Over the weekend, I re-read Rice’s speech with an eye towards writing about the potential transformative power of “angry mothers”.

I have been ruminating for a few weeks now about the fact that one of the only culturally acceptable ways for a woman to lay claim to feeling angry — without being dismissed as a bitch, hysterical, un-hinged — is when she does so “as a mother”.

But this kind of “angry mother”, usually angry on behalf of others not herself, most often her children and family, is considered socially acceptable because she reinforces, rather than challenges, the traditional gender norm of a woman as a carer who puts others’ interests and needs ahead of her own.

I started to wonder what would happen if mothers en-masse named and embraced their anger – but this time, not on behalf of others, but on behalf of themselves.

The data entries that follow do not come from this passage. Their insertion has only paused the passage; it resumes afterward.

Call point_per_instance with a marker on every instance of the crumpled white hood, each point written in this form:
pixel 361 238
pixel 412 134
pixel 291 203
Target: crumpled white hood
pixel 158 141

Can you imagine what would happen if mothers worked themselves up into a righteous lather about the inequalities and systemic barriers that continue to sideline them, otherwise known as the “motherhood penalty”?

Anger transformed, and “transformative”

While re-reading Anne Marie Rice’s speech, I queried whether what she really meant when she said, “I’m tired” was that she was “sick and tired”, and by that I mean angry, the kind of “productive”, “transformative” anger we have heard so much about this past year.

In addition to many essays (including one of my own for Women’s Agenda) exploring why anger, an emotion commonly denied women, is actually quite a rational and productive response, the last year has seen numerous books on the topic hit the shelves, including the excellent “Rage Becomes Her” by Soroya Chemaly and “Good and Mad” by Rebecca Traister.

All explore anger’s relatively recent rebranding as a constructive, “approach” emotion that energises people and encourages them to move towards challenges rather than retreating. And all encourage women to claim and channel their anger.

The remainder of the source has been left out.